As I have written about before (see RELATED LINKS below), bold moves must be taken, as was done by Presidents Hoover and Roosevelt with the Reconstruction Finance Corporation (RFC) during the worst of the Great Depression era. Even before Hoover and Roosevelt, other presidents, e.g., Washington, Adams, and Lincoln, seized on the idea of a public bank to successfully deal with the crises of their eras.

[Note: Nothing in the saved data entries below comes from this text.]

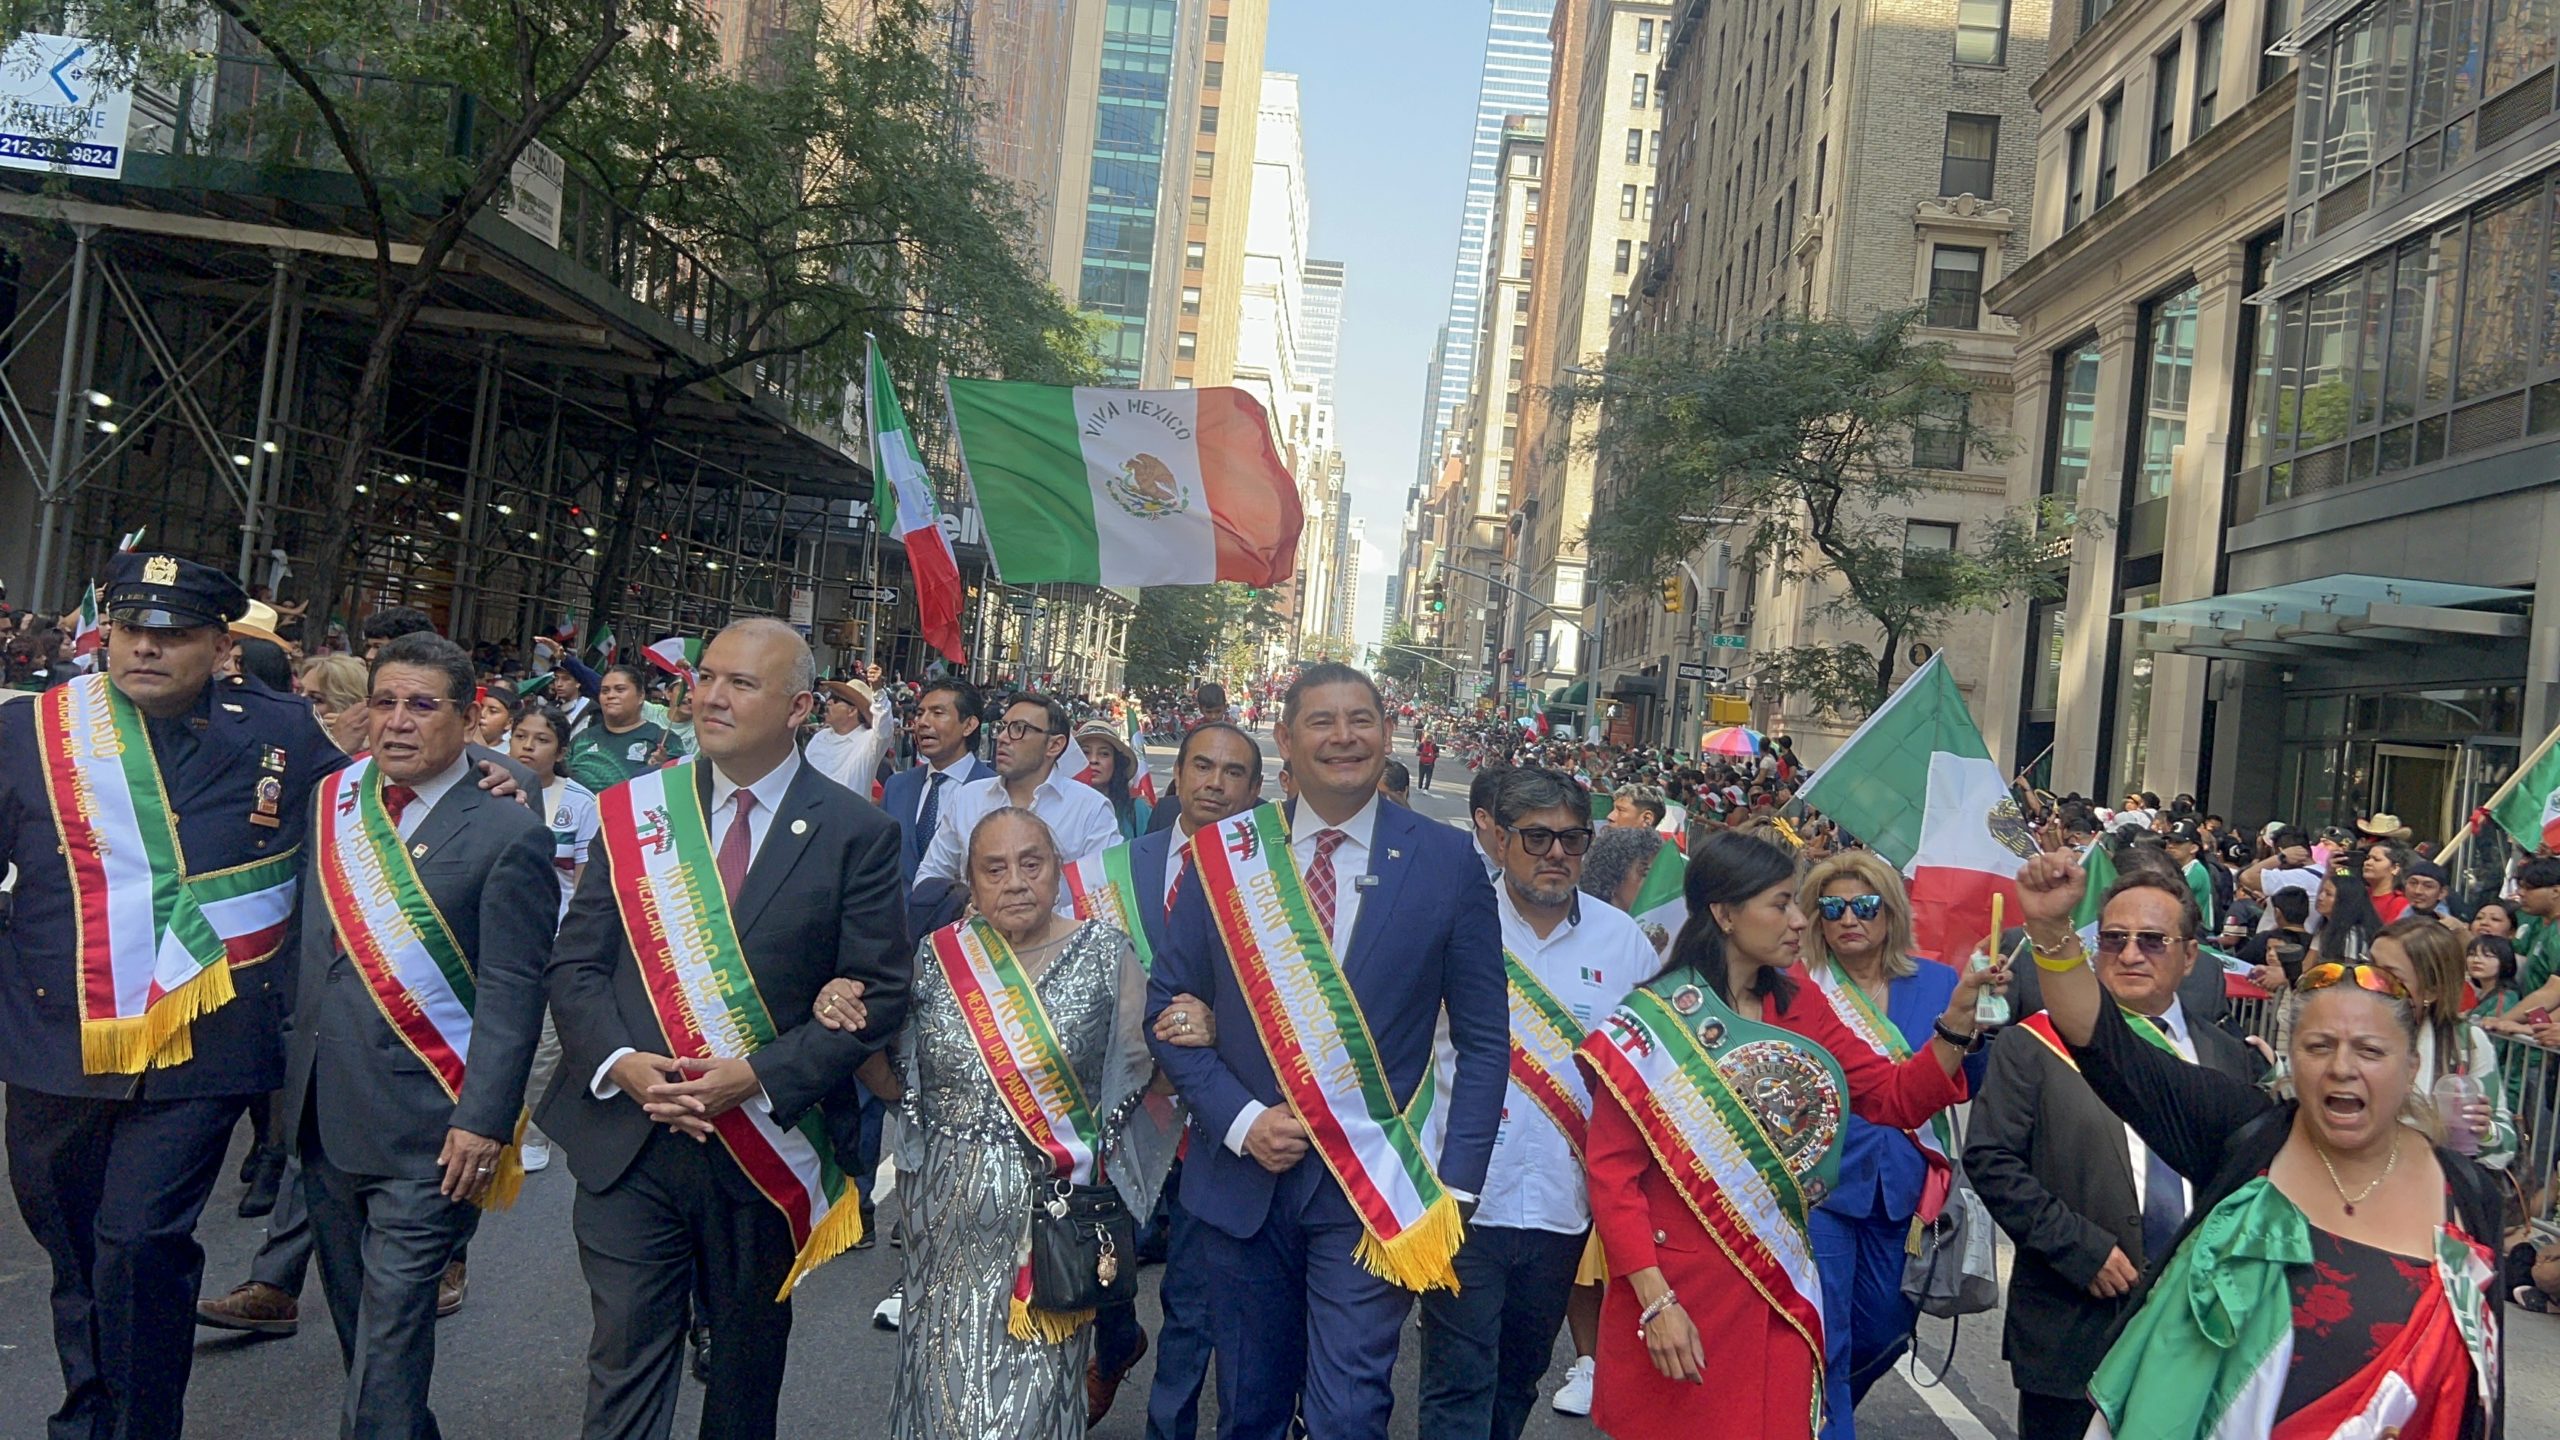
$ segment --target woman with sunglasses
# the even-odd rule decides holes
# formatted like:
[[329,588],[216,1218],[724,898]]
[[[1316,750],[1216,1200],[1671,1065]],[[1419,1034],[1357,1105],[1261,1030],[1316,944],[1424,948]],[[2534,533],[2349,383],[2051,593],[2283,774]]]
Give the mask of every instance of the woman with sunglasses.
[[[2498,1050],[2462,1014],[2462,935],[2432,915],[2411,914],[2373,942],[2373,963],[2418,1004],[2418,1087],[2438,1107],[2455,1149],[2492,1170],[2515,1162],[2516,1121],[2498,1083]],[[2467,1082],[2467,1083],[2466,1083]],[[2450,1113],[2459,1103],[2461,1113]]]
[[2500,1191],[2422,1128],[2408,987],[2378,965],[2307,967],[2285,997],[2297,1098],[2274,1100],[2136,1035],[2071,925],[2088,884],[2069,856],[2018,872],[2046,1011],[2090,1088],[2194,1186],[2090,1381],[2091,1433],[2501,1435],[2504,1307],[2482,1244]]
[[[1975,999],[2008,972],[1966,973],[1896,1063],[1798,964],[1792,853],[1717,831],[1683,894],[1670,963],[1575,1054],[1592,1099],[1592,1222],[1618,1282],[1591,1419],[1618,1440],[1685,1440],[1706,1415],[1720,1434],[1807,1440],[1825,1408],[1827,1328],[1807,1212],[1839,1183],[1843,1119],[1905,1129],[1963,1100],[1985,1038]],[[1695,1388],[1710,1372],[1712,1396]]]
[[2480,908],[2471,912],[2471,933],[2474,935],[2492,935],[2513,942],[2522,925],[2523,916],[2517,912],[2513,900],[2492,896],[2481,901]]
[[2382,933],[2382,915],[2373,908],[2373,892],[2365,888],[2356,865],[2349,856],[2331,861],[2312,901],[2320,923],[2312,927],[2317,938],[2311,948],[2321,960],[2360,963],[2373,954],[2374,939]]
[[[1872,850],[1816,865],[1797,887],[1806,932],[1805,974],[1842,1024],[1883,1059],[1926,1047],[1959,977],[1911,953],[1911,900],[1902,877]],[[1965,1061],[1965,1089],[1982,1083],[1984,1056]],[[1813,1208],[1813,1258],[1822,1273],[1825,1440],[1855,1434],[1867,1387],[1910,1343],[1919,1309],[1902,1293],[1911,1218],[1935,1219],[1946,1203],[1954,1133],[1940,1114],[1897,1130],[1851,1115],[1840,1147],[1840,1183]]]

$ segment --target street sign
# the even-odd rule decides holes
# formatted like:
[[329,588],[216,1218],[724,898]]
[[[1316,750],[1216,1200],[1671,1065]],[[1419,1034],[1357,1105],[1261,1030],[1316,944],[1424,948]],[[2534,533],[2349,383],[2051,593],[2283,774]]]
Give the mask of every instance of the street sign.
[[0,53],[0,170],[114,180],[124,174],[133,86],[96,73],[105,46],[24,33]]
[[1733,672],[1722,665],[1709,665],[1706,667],[1706,673],[1698,678],[1710,685],[1722,685],[1733,679]]
[[1037,595],[1007,595],[1004,597],[1004,603],[1021,611],[1023,614],[1028,615],[1040,608],[1040,597]]
[[857,605],[895,605],[898,603],[898,587],[895,585],[865,585],[857,581],[844,587],[844,598]]
[[1707,678],[1707,667],[1699,664],[1695,660],[1683,660],[1680,662],[1680,678],[1683,680],[1704,680]]
[[1748,650],[1751,648],[1751,637],[1748,635],[1710,635],[1707,637],[1707,643],[1718,650]]

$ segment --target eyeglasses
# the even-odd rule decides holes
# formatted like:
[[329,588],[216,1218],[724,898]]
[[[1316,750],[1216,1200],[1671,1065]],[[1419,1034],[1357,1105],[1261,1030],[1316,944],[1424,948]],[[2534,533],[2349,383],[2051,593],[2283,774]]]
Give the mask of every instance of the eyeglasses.
[[1532,825],[1526,830],[1509,825],[1502,828],[1519,837],[1520,848],[1532,855],[1544,855],[1558,845],[1564,846],[1567,855],[1579,855],[1591,848],[1594,833],[1588,825],[1577,825],[1570,830],[1549,830],[1542,825]]
[[1876,912],[1884,909],[1884,897],[1881,895],[1825,895],[1813,904],[1815,909],[1822,912],[1822,918],[1825,920],[1837,920],[1843,915],[1855,915],[1861,920],[1873,920],[1876,918]]
[[2381,966],[2342,965],[2335,960],[2323,965],[2314,965],[2303,971],[2302,978],[2293,983],[2293,988],[2326,990],[2332,985],[2342,984],[2348,980],[2355,981],[2357,989],[2370,990],[2376,995],[2388,995],[2394,1000],[2410,998],[2409,987],[2400,983],[2400,977]]
[[1055,735],[1057,733],[1057,731],[1050,729],[1046,725],[1035,725],[1028,720],[999,720],[996,722],[996,734],[1007,740],[1023,740],[1034,735]]
[[2171,944],[2186,938],[2160,930],[2101,930],[2098,932],[2098,953],[2120,955],[2124,953],[2125,946],[2132,945],[2142,951],[2143,959],[2157,960],[2169,953]]
[[398,695],[376,695],[364,702],[365,708],[376,715],[387,717],[395,710],[406,708],[411,715],[421,720],[434,719],[454,703],[451,700],[439,700],[433,695],[411,695],[405,699]]

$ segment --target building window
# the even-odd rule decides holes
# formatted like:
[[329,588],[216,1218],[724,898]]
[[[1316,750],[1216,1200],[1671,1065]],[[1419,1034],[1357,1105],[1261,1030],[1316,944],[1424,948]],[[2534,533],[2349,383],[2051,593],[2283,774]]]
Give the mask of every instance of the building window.
[[1199,286],[1185,285],[1182,287],[1182,313],[1185,315],[1197,315],[1200,313]]
[[2080,33],[2086,35],[2097,29],[2098,22],[2106,19],[2107,12],[2114,8],[2116,0],[2080,0]]
[[2080,223],[2089,190],[2089,122],[2081,121],[2062,137],[2062,228]]
[[[1512,360],[1511,360],[1511,378],[1512,378],[1512,379],[1514,379],[1514,380],[1519,379],[1522,375],[1524,375],[1524,374],[1526,374],[1526,373],[1528,372],[1528,368],[1529,368],[1529,362],[1528,362],[1528,361],[1523,360],[1523,359],[1520,359],[1518,356],[1513,356],[1513,357],[1512,357]],[[1518,396],[1516,396],[1516,395],[1515,395],[1515,396],[1513,396],[1513,397],[1512,397],[1512,402],[1513,402],[1513,406],[1514,406],[1514,408],[1517,408],[1518,403],[1519,403],[1519,397],[1518,397]]]
[[[1924,420],[1911,427],[1911,463],[1923,470],[1964,468],[1965,432],[1973,425],[1973,397],[1956,397],[1956,413],[1943,420]],[[1949,531],[1954,526],[1947,527]],[[1955,537],[1947,537],[1948,549]]]
[[1956,63],[2009,61],[2009,0],[1956,0]]
[[1526,290],[1515,290],[1515,291],[1511,292],[1511,309],[1512,309],[1512,312],[1513,312],[1513,313],[1515,313],[1515,314],[1519,314],[1519,315],[1526,315],[1526,314],[1528,314],[1528,313],[1529,313],[1529,292],[1528,292],[1528,291],[1526,291]]
[[2098,436],[2098,337],[2056,351],[2053,413],[2047,417],[2044,474],[2039,489],[2065,508],[2080,503],[2089,484],[2089,456]]
[[1529,277],[1531,277],[1532,275],[1535,275],[1535,274],[1537,274],[1537,273],[1538,273],[1538,257],[1537,257],[1537,256],[1535,256],[1535,255],[1523,255],[1523,256],[1521,256],[1521,257],[1520,257],[1520,278],[1521,278],[1521,279],[1523,279],[1523,280],[1526,280],[1526,279],[1528,279]]
[[2187,143],[2213,128],[2221,118],[2222,101],[2222,12],[2214,11],[2196,22],[2196,98],[2190,107]]
[[[2141,393],[2135,414],[2141,448],[2133,459],[2140,466],[2129,487],[2135,520],[2127,528],[2127,554],[2155,555],[2161,547],[2161,521],[2178,457],[2187,445],[2187,399],[2196,373],[2196,287],[2189,285],[2142,307]],[[2143,507],[2161,507],[2157,520],[2146,523]]]
[[1941,245],[1929,252],[1929,323],[1944,330],[1982,327],[1983,252]]
[[1209,247],[1198,240],[1186,241],[1182,247],[1182,268],[1200,270],[1209,264]]
[[1521,347],[1521,346],[1523,346],[1523,345],[1526,345],[1526,344],[1528,344],[1528,343],[1529,343],[1529,327],[1528,327],[1528,326],[1526,326],[1526,325],[1514,325],[1514,326],[1512,326],[1512,327],[1511,327],[1511,345],[1512,345],[1512,348],[1516,350],[1516,349],[1518,349],[1519,347]]
[[1624,295],[1612,295],[1612,296],[1610,296],[1610,297],[1609,297],[1609,318],[1610,318],[1610,319],[1612,319],[1612,320],[1615,320],[1615,319],[1617,319],[1619,316],[1624,315],[1624,314],[1626,314],[1626,313],[1627,313],[1627,297],[1626,297],[1626,296],[1624,296]]
[[1191,152],[1191,178],[1192,178],[1192,179],[1194,179],[1194,180],[1206,180],[1206,179],[1208,179],[1209,177],[1211,177],[1212,175],[1215,175],[1215,174],[1217,173],[1217,170],[1218,170],[1218,152],[1217,152],[1217,151],[1215,151],[1215,150],[1194,150],[1194,151],[1192,151],[1192,152]]
[[1938,193],[1990,199],[1999,160],[1999,116],[1949,114],[1946,150],[1938,160]]
[[1630,165],[1644,163],[1644,132],[1642,130],[1627,132],[1627,163]]
[[2266,89],[2293,68],[2293,57],[2272,53],[2275,43],[2293,28],[2293,0],[2267,0],[2258,21],[2258,88]]
[[2168,163],[2178,143],[2178,47],[2151,57],[2151,164]]
[[2116,159],[2123,149],[2124,92],[2119,90],[2098,102],[2098,190],[2089,202],[2091,209],[2104,209],[2116,198]]
[[1831,12],[1831,39],[1829,43],[1823,46],[1822,50],[1822,88],[1825,90],[1830,89],[1831,82],[1839,78],[1839,75],[1840,12],[1834,10]]
[[1208,196],[1194,195],[1191,197],[1191,223],[1194,225],[1206,225],[1209,223]]
[[1636,22],[1636,53],[1639,55],[1653,53],[1653,22],[1650,20]]
[[1621,274],[1621,275],[1624,275],[1624,274],[1626,274],[1628,271],[1630,271],[1630,270],[1634,269],[1634,268],[1635,268],[1635,258],[1636,258],[1636,242],[1634,242],[1633,240],[1621,240],[1621,241],[1619,241],[1619,242],[1618,242],[1618,273],[1619,273],[1619,274]]
[[1618,218],[1621,220],[1636,218],[1636,187],[1633,185],[1618,187]]
[[1173,353],[1184,360],[1189,360],[1198,356],[1200,353],[1200,337],[1188,330],[1180,332],[1173,337]]
[[1209,43],[1212,45],[1224,45],[1227,43],[1226,16],[1212,15],[1209,17]]
[[1945,554],[1956,548],[1956,527],[1948,520],[1905,520],[1902,522],[1902,548],[1936,551]]
[[1653,187],[1650,185],[1644,187],[1644,218],[1653,218]]
[[1645,146],[1644,163],[1647,165],[1662,163],[1662,132],[1659,130],[1653,132],[1649,143]]
[[1628,77],[1627,77],[1627,103],[1628,103],[1629,105],[1634,106],[1634,107],[1635,107],[1636,109],[1638,109],[1638,110],[1643,109],[1643,108],[1644,108],[1644,102],[1645,102],[1645,99],[1646,99],[1646,97],[1647,97],[1647,92],[1648,92],[1649,90],[1651,90],[1652,86],[1653,86],[1653,77],[1652,77],[1652,76],[1650,76],[1650,75],[1647,75],[1646,73],[1644,73],[1644,72],[1643,72],[1643,71],[1641,71],[1641,70],[1637,71],[1637,72],[1636,72],[1635,74],[1633,74],[1633,75],[1628,76]]
[[1226,61],[1224,61],[1224,60],[1211,60],[1211,61],[1207,61],[1207,62],[1205,62],[1205,63],[1203,63],[1203,64],[1201,65],[1201,67],[1200,67],[1200,88],[1201,88],[1201,89],[1203,89],[1203,90],[1216,90],[1216,89],[1219,89],[1219,88],[1221,88],[1222,86],[1224,86],[1224,85],[1225,85],[1225,83],[1226,83],[1226,79],[1227,79],[1227,62],[1226,62]]
[[1217,106],[1203,105],[1200,107],[1200,133],[1203,135],[1215,135],[1218,133]]
[[1813,143],[1813,213],[1822,213],[1822,180],[1831,170],[1831,137]]

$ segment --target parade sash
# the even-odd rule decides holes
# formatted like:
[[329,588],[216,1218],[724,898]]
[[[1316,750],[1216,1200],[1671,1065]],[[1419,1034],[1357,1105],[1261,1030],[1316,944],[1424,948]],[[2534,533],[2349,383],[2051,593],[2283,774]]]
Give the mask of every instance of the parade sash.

“A revitalized Reconstruction Finance Corporation (RFC) can effectively address today’s daunting challenges like it did during the Great Depression and World War II. The RFC rescued thousands of banks, businesses, homes and farms; stabilized the railroads; rebuilt communities after environmental calamities; built bridges, dams and aqueducts across the nation; and brought electricity and appliances to rural America. The RFC accomplished these gigantic feats during the Great Depression through judicious lending, not spending, and returned a profit to the government and its taxpayers while doing so” [ Source: To prevent economic disaster, Congress should resurrect the Great Depression-era RFC]
The means to bring us through the current crises are available, immediately. The $5 Trillion National Infrastructure Bank is, speaking frankly and in the vernacular, a “no-brainer.” HR 4052 (National Infrastructure Bank Act of 2023), with its 42 sponsors, is sitting right in front of Congress. Its passage will bring the necessary fiscal means to repair and replace our infrastructure while building for the future. Support is broad across the nation but more needs to be said through resolutions at the level of state legislatures, county and city councils, and other government entities such as port authorities. Awareness at these levels must come from citizens who inform their representatives of the existence of the legislation and the need for the off-budget infrastructure bank.
HR 4052 is tantamount to a gift from Santa Claus. But even Santa needs his helpers. We can be helpers by sending a copy of this article (or a link to it) to our representatives at all levels of government, municipal to state to federal.